LH has a moderate level of financial leverage. The debt to capitalization ratio was 47%-48% during 2016-2018. The debt to earnings before interest, tax, depreciation, and amortization (EBITDA) ratio ranged between 3-4 times during 2016-2018. In the first quarter of 2019, the debt to capitalization ratio stayed at 47% while the debt to EBITDA ratio was 3.9 times. LH’s debenture covenant limits the net interest-bearing debt to equity ratio at 1.5 times. As of March 2019, the ratio was below the limit at 0.82 times.

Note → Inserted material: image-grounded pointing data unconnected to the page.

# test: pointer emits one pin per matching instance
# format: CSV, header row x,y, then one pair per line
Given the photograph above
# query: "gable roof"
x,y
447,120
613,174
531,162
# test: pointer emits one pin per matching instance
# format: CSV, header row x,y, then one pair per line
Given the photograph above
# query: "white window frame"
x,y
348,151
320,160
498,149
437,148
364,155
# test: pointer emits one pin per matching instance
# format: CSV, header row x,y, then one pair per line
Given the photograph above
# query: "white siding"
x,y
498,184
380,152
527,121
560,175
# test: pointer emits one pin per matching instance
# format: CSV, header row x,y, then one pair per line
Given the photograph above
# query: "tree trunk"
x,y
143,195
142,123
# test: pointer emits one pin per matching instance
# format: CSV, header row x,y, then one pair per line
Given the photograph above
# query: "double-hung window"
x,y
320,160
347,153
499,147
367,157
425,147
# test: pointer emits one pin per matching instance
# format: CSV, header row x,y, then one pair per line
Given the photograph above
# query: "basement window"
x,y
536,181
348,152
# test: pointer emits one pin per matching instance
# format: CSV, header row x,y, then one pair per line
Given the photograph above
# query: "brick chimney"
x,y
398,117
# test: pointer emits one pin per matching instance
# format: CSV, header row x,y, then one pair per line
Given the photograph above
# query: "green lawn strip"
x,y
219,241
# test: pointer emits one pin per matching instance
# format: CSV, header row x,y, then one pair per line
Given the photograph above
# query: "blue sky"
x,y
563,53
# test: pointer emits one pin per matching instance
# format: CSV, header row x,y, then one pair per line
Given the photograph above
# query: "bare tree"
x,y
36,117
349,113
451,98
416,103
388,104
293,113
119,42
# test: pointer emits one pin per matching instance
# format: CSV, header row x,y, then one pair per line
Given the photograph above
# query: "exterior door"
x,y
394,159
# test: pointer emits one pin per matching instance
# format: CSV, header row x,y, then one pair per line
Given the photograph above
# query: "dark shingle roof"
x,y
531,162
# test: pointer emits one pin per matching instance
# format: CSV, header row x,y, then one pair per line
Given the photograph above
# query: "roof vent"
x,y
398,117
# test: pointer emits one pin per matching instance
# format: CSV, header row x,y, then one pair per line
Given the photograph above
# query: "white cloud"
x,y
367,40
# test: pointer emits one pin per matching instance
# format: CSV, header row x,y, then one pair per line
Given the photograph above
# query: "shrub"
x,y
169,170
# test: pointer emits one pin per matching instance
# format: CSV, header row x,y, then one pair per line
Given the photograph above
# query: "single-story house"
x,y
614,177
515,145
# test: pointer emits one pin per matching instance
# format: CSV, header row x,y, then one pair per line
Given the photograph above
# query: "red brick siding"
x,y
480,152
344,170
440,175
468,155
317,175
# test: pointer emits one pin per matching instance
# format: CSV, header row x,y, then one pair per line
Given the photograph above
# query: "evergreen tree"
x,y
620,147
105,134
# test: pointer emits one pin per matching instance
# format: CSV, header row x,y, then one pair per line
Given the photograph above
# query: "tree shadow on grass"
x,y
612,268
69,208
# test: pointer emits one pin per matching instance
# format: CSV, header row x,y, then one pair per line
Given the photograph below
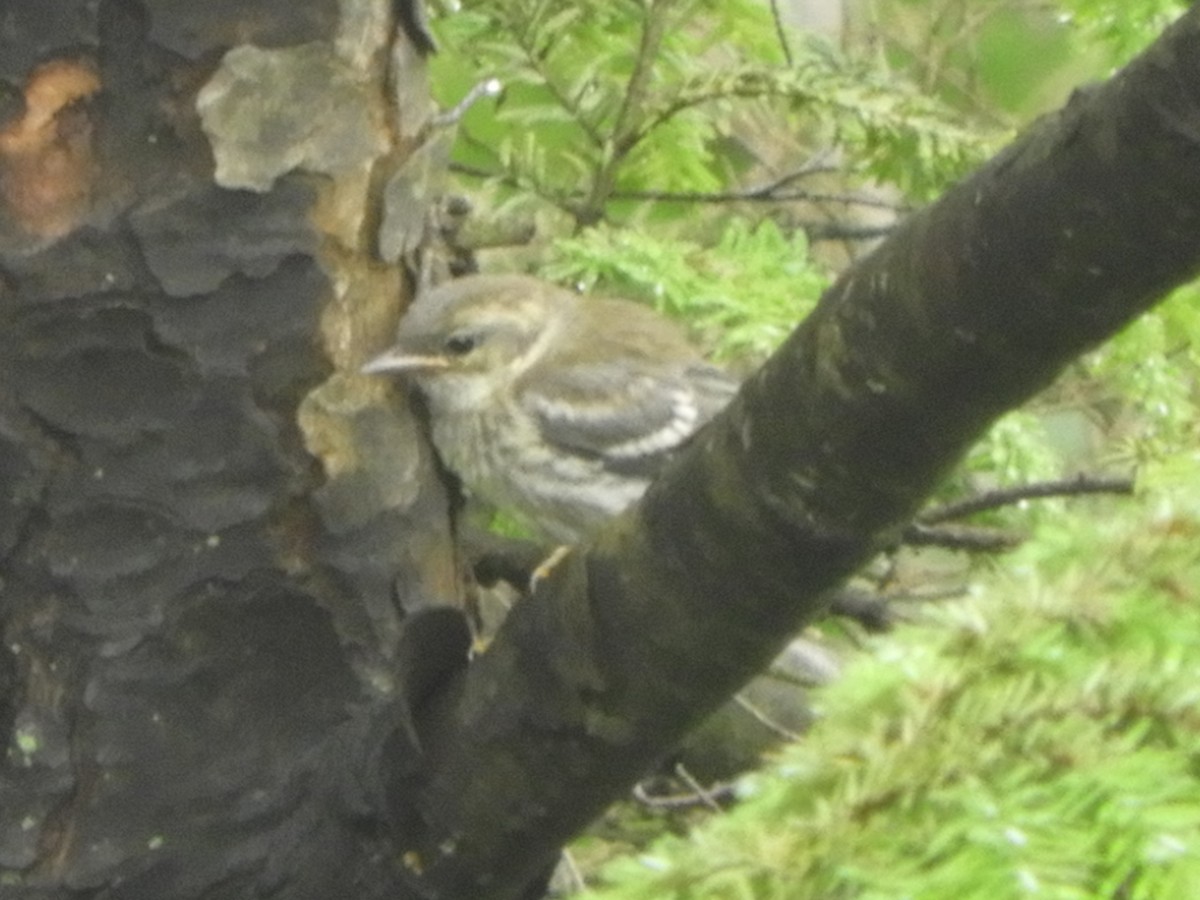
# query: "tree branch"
x,y
970,307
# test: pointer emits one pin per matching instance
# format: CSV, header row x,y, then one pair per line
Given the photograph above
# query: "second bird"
x,y
556,407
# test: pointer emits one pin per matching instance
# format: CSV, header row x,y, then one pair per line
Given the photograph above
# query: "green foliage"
x,y
1041,739
1121,27
744,294
609,101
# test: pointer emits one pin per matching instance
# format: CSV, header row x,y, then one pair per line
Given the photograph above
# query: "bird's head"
x,y
473,336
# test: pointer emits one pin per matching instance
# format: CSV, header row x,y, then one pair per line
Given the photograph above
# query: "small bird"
x,y
556,407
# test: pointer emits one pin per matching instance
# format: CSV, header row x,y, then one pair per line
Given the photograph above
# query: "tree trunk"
x,y
969,309
225,558
215,546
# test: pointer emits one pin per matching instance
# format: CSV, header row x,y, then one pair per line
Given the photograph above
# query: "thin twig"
x,y
1008,496
780,33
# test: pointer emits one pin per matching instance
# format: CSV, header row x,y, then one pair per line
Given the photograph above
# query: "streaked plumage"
x,y
557,407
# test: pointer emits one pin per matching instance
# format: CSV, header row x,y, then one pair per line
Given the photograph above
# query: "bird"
x,y
556,407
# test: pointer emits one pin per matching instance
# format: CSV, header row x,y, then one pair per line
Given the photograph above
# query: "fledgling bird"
x,y
556,407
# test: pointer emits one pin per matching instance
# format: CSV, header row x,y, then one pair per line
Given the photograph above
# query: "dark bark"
x,y
217,550
214,550
970,307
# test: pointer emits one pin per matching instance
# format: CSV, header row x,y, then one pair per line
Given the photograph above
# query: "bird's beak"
x,y
397,360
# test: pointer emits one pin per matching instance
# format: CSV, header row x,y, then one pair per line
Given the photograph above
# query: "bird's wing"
x,y
629,418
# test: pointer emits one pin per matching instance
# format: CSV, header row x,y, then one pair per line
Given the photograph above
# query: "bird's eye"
x,y
461,345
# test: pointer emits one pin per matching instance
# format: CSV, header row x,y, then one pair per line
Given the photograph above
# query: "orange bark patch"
x,y
47,160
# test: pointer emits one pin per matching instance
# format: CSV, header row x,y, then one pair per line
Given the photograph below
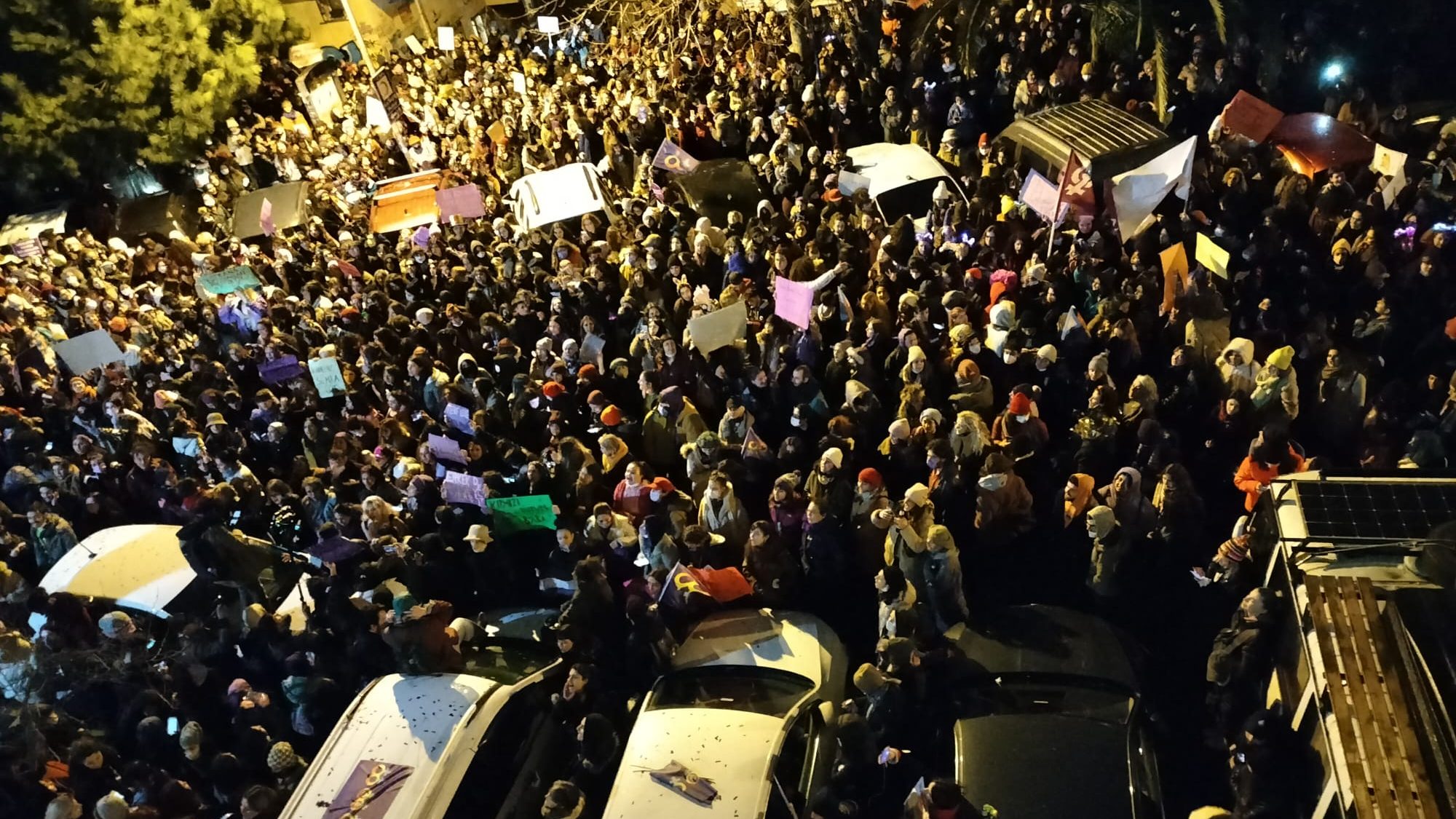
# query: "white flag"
x,y
1139,191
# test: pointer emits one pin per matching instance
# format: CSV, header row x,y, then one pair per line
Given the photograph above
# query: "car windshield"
x,y
507,662
761,691
1053,694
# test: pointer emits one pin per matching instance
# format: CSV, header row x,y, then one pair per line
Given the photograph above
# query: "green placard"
x,y
513,515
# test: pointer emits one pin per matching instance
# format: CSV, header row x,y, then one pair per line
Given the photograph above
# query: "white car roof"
x,y
141,566
563,193
732,748
788,641
890,165
430,723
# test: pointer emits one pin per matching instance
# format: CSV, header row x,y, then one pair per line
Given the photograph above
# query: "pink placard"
x,y
793,301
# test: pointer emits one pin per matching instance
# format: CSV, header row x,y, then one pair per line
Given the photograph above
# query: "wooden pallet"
x,y
1387,769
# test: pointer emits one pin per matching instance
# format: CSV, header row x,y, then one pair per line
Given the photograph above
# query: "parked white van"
x,y
547,197
902,178
751,704
449,745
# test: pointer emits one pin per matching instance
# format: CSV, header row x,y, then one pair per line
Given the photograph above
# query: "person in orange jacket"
x,y
1270,456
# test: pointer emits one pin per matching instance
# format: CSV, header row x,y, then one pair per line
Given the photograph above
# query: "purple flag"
x,y
673,159
369,791
266,218
280,369
458,487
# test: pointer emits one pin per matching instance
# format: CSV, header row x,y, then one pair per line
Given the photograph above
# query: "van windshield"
x,y
912,200
507,662
761,691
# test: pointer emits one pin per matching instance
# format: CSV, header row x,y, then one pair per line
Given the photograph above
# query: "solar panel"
x,y
1356,510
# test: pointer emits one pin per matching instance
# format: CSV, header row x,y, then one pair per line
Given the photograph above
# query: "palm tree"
x,y
1122,27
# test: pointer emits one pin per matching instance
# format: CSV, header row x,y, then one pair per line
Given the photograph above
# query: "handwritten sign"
x,y
459,419
88,352
458,487
229,280
280,369
793,301
513,515
446,449
719,328
327,376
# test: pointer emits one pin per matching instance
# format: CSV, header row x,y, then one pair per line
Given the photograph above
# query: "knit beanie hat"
x,y
282,756
111,806
191,740
63,806
870,679
564,800
1101,521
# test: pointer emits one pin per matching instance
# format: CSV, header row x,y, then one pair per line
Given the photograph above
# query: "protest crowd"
x,y
975,414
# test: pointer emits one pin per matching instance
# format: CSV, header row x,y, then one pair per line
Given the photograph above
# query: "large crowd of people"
x,y
982,413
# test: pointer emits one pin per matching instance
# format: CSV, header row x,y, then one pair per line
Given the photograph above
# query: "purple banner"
x,y
464,202
280,369
369,791
459,487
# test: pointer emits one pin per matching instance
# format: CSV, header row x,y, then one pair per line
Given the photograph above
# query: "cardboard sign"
x,y
88,352
446,449
280,369
229,280
719,328
328,378
458,487
512,515
793,301
1387,162
1212,257
459,419
462,200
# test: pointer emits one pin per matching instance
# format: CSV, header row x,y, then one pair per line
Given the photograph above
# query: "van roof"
x,y
732,748
420,721
1091,127
558,194
890,165
790,641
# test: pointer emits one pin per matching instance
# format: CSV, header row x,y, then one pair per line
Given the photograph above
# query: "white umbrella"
x,y
142,567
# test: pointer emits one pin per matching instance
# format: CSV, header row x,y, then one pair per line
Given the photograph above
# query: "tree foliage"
x,y
91,85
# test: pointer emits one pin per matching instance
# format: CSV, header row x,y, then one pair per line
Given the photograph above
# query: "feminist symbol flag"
x,y
673,159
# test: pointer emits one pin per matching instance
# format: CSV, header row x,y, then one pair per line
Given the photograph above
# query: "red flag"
x,y
723,585
1251,117
266,218
1077,187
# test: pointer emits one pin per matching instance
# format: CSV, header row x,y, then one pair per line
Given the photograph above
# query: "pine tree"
x,y
88,87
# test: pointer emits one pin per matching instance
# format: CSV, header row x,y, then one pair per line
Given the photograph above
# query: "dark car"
x,y
1051,720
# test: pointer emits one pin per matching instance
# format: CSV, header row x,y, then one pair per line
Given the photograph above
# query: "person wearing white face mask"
x,y
1002,502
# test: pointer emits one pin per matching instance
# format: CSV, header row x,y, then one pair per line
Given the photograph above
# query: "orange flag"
x,y
1176,273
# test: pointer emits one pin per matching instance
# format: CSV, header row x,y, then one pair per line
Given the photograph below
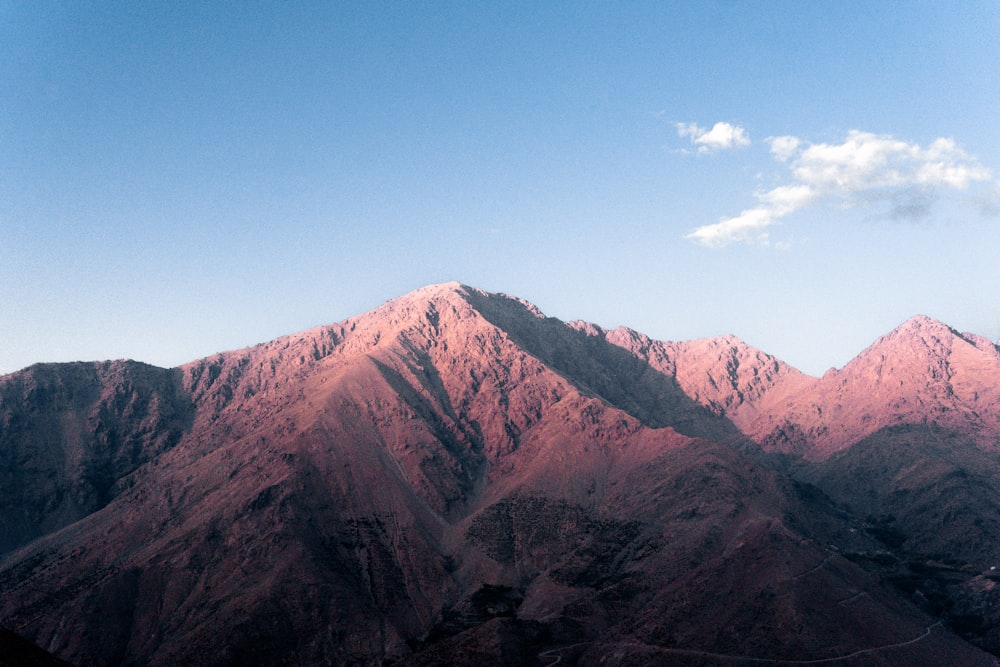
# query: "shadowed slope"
x,y
453,476
71,434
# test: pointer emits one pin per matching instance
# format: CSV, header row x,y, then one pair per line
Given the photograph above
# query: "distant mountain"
x,y
454,478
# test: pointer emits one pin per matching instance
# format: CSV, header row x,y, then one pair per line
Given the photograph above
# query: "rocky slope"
x,y
454,478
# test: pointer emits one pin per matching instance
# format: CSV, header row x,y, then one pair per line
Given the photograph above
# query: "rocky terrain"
x,y
454,478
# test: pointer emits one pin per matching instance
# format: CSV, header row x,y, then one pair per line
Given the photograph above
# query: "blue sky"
x,y
178,179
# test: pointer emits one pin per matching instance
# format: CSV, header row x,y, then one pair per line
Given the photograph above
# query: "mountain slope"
x,y
451,477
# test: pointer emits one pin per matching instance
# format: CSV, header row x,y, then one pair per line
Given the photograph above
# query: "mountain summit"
x,y
455,478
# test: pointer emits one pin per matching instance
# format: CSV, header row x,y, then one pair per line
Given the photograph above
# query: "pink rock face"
x,y
453,478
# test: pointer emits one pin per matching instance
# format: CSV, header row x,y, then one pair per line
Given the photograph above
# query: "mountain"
x,y
454,478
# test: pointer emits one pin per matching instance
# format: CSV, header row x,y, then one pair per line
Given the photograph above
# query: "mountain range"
x,y
455,478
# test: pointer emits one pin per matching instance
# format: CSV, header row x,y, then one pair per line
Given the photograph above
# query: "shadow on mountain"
x,y
599,368
16,651
932,498
71,434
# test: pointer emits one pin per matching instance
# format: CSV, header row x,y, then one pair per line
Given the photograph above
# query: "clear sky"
x,y
178,179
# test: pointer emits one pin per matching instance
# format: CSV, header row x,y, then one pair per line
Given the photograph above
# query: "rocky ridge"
x,y
455,477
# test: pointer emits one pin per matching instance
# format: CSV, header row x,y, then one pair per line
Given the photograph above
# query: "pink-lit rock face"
x,y
453,478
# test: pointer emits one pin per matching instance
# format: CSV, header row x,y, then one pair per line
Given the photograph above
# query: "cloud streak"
x,y
865,168
722,136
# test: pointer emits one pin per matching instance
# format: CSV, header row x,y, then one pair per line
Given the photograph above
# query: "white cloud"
x,y
865,168
722,136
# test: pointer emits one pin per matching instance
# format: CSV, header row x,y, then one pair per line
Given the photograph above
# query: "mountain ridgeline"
x,y
454,478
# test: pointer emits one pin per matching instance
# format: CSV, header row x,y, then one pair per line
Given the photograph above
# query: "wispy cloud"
x,y
865,168
722,136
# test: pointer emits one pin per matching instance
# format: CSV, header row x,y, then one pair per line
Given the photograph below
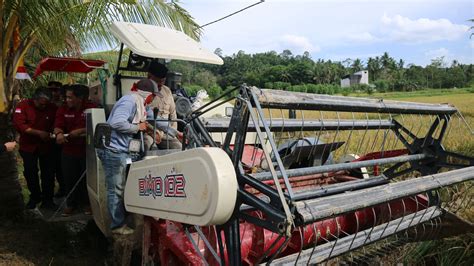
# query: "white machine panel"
x,y
196,186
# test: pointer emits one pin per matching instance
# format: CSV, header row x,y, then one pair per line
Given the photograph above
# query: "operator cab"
x,y
141,44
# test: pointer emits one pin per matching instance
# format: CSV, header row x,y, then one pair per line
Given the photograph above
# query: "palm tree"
x,y
64,28
357,65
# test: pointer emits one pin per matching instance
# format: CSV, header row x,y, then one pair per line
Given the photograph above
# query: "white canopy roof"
x,y
158,42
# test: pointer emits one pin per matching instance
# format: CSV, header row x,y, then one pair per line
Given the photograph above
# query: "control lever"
x,y
155,115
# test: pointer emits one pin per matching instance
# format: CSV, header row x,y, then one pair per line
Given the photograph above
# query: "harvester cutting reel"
x,y
262,187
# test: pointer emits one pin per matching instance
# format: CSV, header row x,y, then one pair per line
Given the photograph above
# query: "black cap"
x,y
146,85
157,69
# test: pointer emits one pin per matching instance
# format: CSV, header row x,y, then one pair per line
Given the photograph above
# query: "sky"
x,y
413,30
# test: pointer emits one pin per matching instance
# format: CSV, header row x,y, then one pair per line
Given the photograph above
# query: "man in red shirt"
x,y
34,120
70,130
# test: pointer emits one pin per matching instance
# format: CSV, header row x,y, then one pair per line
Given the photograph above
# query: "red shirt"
x,y
26,116
69,119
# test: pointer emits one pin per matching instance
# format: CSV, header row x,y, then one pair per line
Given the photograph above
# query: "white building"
x,y
361,77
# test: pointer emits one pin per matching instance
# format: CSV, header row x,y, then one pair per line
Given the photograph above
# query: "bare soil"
x,y
31,240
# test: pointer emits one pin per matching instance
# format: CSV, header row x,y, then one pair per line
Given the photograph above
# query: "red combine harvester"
x,y
264,186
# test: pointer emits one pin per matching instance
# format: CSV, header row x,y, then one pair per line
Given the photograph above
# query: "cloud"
x,y
421,30
440,52
363,37
298,43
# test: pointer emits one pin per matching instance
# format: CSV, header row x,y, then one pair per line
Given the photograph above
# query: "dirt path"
x,y
33,241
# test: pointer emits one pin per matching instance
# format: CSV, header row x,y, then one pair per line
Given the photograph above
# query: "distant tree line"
x,y
286,71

We view LH’s liquidity as adequate. The ratio of funds from operations (FFO) to total debt hovered around 20% while EBITDA interest coverage ratio ranged from 7-9 times during the last three years. In addition, the company has a sizable investment portfolio of marketable securities. The sizable portfolio provides financial flexibility. The total fair value of the investment portfolio was approximately Bt85,000 million as of June 2019. LH receives around Bt2,000 million per annum in dividend from the investment portfolio.
RATING OUTLOOK
The “stable” outlook reflects our expectation that LH will sustain its strong operating performance, acceptable financial position, and competitive market position. TRIS Rating forecasts operating revenue will stay above Bt32,000 million per annum during 2019-2021. The debt to capitalization ratio is expected to remain below 50% and the interest-bearing debt to EBITDA ratio should stay below 5 times.
RATING SENSITIVITIES
LH’s ratings and/or outlook could be revised upward should its capital structure improve significantly from the current level. For this to happen, the interest-bearing debt to EBITDA ratio would need to fall below 3 times on a sustainable basis and the company will need to maintain strong operating results. In contrast, the ratings and/or outlook could be revised downward should LH’s operating performance and/or financial position deviate significantly from our projections.